Demikian juga dikatakan oleh Mulla Ali Al-Qori rahimahullah dalam Al-Mirqoh nomor hadits 2036 (4/1409),
قال النووي: الثاني تفسير للأول، وبيان قولها كله أي غالبه اهـ. وهو تأويل بعيد، حمله عليه قولها في الرواية الأولى ” قط إلا رمضان ” وقيل: المراد أنه يصومه كله في سنة وأكثره في سنة أخرى فالمعنى على العطف اهـ. وهو أقرب لظاهر اللفظ
“Berkata Imam Nawawi, “Lafal kedua sebagai tafsir yang pertama, dan penjelasan makna “semuanya” yang dimaksudkan adalah: kebanyakan,” namun ini takwil yang jauh (dari kebenaran) karena dia melihat perkataannya (Aisyah) pada riwayat pertama “Sama sekali tidak kecuali Ramadhan.” Dan dikatakan pula yang dimaksud adalah beliau berpuasa Sya’ban terkadang di suatu tahun semuanya dan terkadang sebagian besarnya di tahun yang lain, dan itu makna (العطف) “penggabungan Ramadhan dan Sya’ban,” dan ini lebih dekat dengan zhohir lafaz.”
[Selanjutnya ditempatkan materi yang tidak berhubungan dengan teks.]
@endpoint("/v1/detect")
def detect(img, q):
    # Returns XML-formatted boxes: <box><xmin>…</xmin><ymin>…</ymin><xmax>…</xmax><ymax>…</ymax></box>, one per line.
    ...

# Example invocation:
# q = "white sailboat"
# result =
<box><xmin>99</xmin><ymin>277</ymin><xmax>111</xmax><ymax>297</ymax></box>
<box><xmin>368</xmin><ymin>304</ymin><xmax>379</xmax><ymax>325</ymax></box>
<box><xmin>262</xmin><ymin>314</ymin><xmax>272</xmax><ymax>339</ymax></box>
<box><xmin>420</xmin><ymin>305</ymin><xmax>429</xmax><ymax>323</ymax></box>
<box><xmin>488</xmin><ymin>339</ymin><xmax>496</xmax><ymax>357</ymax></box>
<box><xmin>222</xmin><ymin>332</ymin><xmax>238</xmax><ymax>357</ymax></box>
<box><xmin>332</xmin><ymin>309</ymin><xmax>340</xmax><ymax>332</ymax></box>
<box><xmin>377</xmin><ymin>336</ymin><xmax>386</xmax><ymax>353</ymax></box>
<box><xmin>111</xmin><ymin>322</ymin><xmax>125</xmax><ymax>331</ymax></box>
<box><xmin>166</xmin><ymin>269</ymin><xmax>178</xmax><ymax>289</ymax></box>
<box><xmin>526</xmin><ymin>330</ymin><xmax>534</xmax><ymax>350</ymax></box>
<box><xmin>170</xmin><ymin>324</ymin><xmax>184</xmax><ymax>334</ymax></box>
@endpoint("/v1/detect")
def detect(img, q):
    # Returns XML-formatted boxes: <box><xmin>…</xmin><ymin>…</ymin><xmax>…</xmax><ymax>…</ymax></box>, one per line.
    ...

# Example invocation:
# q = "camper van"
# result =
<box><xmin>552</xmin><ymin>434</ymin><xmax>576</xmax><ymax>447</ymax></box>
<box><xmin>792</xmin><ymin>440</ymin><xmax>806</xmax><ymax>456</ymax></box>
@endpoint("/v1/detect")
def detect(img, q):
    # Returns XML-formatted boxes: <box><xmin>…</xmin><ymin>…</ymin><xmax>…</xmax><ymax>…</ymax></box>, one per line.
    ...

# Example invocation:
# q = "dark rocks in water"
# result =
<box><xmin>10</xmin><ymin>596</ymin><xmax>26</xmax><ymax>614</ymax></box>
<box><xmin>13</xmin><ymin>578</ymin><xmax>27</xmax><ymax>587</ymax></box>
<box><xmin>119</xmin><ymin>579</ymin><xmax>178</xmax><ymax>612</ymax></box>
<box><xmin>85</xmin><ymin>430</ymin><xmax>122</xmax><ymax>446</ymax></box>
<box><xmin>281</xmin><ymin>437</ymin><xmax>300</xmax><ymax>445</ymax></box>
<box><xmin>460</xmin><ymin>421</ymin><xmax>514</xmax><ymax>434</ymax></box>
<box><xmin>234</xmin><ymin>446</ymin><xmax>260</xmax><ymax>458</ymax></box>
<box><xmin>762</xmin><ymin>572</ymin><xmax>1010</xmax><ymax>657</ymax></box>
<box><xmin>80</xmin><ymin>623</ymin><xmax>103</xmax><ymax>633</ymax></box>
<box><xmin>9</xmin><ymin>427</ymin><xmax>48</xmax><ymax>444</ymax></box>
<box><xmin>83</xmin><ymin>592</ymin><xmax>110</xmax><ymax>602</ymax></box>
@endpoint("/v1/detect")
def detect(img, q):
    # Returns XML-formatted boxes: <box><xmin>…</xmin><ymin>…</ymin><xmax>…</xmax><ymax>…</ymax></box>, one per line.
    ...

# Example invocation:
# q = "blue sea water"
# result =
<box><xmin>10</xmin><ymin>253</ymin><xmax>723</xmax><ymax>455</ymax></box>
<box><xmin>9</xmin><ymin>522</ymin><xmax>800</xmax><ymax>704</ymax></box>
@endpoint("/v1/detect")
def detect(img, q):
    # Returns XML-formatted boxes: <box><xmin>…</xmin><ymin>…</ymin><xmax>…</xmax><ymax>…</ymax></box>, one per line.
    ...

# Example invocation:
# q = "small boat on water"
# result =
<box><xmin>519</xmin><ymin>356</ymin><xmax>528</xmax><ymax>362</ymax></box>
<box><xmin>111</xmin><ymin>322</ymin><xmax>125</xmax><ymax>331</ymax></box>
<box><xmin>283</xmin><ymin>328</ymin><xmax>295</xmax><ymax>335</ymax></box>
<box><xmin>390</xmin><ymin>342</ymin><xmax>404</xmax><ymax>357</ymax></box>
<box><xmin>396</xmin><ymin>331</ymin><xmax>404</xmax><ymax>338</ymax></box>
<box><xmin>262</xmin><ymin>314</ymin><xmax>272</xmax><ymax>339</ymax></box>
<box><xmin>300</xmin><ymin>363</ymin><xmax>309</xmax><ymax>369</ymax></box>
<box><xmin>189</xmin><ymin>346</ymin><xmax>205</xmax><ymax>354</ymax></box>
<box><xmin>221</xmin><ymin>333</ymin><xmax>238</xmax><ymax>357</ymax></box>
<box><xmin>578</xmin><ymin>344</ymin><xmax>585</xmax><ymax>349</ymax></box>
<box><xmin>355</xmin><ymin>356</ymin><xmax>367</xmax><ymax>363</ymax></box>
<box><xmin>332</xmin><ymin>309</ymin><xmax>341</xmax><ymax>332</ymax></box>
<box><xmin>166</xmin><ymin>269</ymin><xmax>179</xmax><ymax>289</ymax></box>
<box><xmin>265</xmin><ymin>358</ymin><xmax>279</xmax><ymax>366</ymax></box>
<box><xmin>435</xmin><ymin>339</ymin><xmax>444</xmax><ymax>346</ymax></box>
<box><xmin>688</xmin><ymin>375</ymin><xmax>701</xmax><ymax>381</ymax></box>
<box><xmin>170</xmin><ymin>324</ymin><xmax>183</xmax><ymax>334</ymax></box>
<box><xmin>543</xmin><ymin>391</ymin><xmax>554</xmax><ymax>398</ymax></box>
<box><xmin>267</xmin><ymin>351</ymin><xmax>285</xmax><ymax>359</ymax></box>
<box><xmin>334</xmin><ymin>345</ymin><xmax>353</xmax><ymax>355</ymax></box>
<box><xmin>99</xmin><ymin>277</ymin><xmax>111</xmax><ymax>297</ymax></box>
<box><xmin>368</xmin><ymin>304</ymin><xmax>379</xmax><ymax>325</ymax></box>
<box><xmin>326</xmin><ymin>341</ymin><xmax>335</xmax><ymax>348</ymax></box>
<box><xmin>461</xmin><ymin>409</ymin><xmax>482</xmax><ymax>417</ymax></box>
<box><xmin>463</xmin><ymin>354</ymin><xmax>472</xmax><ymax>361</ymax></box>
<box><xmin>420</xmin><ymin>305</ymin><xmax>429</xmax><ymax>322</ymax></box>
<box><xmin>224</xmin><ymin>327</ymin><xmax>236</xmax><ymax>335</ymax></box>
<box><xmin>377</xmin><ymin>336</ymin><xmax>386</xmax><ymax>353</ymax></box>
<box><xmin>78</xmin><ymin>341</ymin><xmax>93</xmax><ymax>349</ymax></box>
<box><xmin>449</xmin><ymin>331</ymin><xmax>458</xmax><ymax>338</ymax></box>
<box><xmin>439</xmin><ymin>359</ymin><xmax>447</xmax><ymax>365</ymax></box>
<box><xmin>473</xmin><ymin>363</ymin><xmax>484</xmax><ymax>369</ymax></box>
Dari penjelasan di atas dapat kita pahami bahwa Rasulullah shallallahu’alaihi wa sallam terkadang berpuasa sebulan penuh selain Ramadhan.
Demikian juga dikatakan oleh Syaikh Bin Baz rahimahullah di fatawanya (15/416),
وهكذا شعبان فقد كان يصومه كله صلى الله عليه وسلم، وربما صامه إلا قليلا كما صح ذلك من حديث عائشة وأم سلمة رضي الله عنهما
“Demikian juga Sya’ban, Rasulullah shallallahu’alaihi wa sallam berpuasa semuanya dan terkadang kebanyakan harinya kecuali sedikit, sebagaimana telah shahih dari hadits Aisyah dan Ummu Salamah radhiyallahu’anha.”
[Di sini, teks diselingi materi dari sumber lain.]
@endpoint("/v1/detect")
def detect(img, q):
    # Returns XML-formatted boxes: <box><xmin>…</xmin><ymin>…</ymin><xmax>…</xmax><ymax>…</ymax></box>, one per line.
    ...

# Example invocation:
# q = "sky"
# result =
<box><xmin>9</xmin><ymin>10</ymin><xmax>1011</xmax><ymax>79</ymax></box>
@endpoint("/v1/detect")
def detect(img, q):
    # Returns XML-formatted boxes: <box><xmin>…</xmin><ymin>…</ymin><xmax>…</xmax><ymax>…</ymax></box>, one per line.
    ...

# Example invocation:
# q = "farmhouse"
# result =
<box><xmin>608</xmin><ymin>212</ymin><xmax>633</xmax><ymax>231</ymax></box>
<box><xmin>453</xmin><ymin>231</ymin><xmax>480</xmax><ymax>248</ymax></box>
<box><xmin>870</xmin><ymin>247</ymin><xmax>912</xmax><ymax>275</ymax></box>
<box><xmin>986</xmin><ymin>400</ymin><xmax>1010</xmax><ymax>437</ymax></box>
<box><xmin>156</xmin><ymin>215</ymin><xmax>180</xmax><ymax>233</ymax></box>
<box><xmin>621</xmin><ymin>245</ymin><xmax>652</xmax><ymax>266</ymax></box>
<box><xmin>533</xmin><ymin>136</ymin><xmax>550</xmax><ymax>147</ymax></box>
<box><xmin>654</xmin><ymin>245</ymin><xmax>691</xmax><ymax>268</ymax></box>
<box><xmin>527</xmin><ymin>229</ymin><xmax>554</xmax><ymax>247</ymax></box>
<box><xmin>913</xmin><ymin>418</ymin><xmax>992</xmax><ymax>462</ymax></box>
Tambahan faidah tentang puasa Sya’ban:
Pertama: Ada hadits tentang larangan mendahului Ramadhan dengan berpuasa sunnah satu atau dua hari.
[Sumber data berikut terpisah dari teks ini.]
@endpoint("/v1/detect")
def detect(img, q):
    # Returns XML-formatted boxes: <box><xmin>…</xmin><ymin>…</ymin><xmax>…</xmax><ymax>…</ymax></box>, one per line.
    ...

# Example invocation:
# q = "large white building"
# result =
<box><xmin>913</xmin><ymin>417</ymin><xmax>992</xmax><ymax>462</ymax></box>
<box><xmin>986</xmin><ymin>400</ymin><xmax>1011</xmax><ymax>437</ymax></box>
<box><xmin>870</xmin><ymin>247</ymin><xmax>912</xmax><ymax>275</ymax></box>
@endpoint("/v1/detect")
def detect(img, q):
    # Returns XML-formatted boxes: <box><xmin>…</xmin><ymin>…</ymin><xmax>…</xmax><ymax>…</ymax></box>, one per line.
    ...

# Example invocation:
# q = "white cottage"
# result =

Kedua: Ada hadits tentang larangan berpuasa sunnah melewati pertengahan Sya’ban.
Maka penjelasannya adalah sebagaimana dijelaskan oleh Al-Hafizh Ibnu Hajar dalam Fathul Bari,
“Larangan tersebut bagi orang yang tidak biasa berpuasa sunnah di hari-hari itu, adapun yang sudah terbiasa maka tidak mengapa.”
Adapun hadits yang kedua dishahihkan oleh para imam: At-Tirmidzi, Al-Hakim, Ibnu Hibban, Ath-Thohawi dan Ibnu Abdil Barr, akan tetapi ditegaskan oleh Ibnu Rajab bahwa hadits ini diingkari oleh imam-imam yang lebih besar dan lebih tinggi keilmuannya seperti Abdurrahman bin Mahdi, Ahmad, Abu Zur’ah dan Al-Atsrom, dan memang berdasarkan kaidah-kaidah dalam ilmu ‘ilal hadits, maka hadits tersebut dikategorikan hadits yang mungkar, dan mungkin di kesempatan yang lain ada baiknya kita jabarkan argumentasi-argumentasi tentang kemungkaran hadits tersebut. Dan kalaupun dianggap sahih maka maknanya sama seperti penjelasan sebelumnya, yaitu larangan bagi yang tidak biasa berpuasa sunnah di hari-hari tersebut.
Kembali kepada pembahasan puasa Muharram, bukankah haditsnya mengatakan, “Puasa yang paling afdhol setelah ramadhan adalah puasa di bulan Allah, yaitu Muharram,” yang menjadi pertanyaan, mengapa justru faktanya Rasulullah shallallahu’alaihi wa sallam lebih banyak berpuasa di bulan Sya’ban?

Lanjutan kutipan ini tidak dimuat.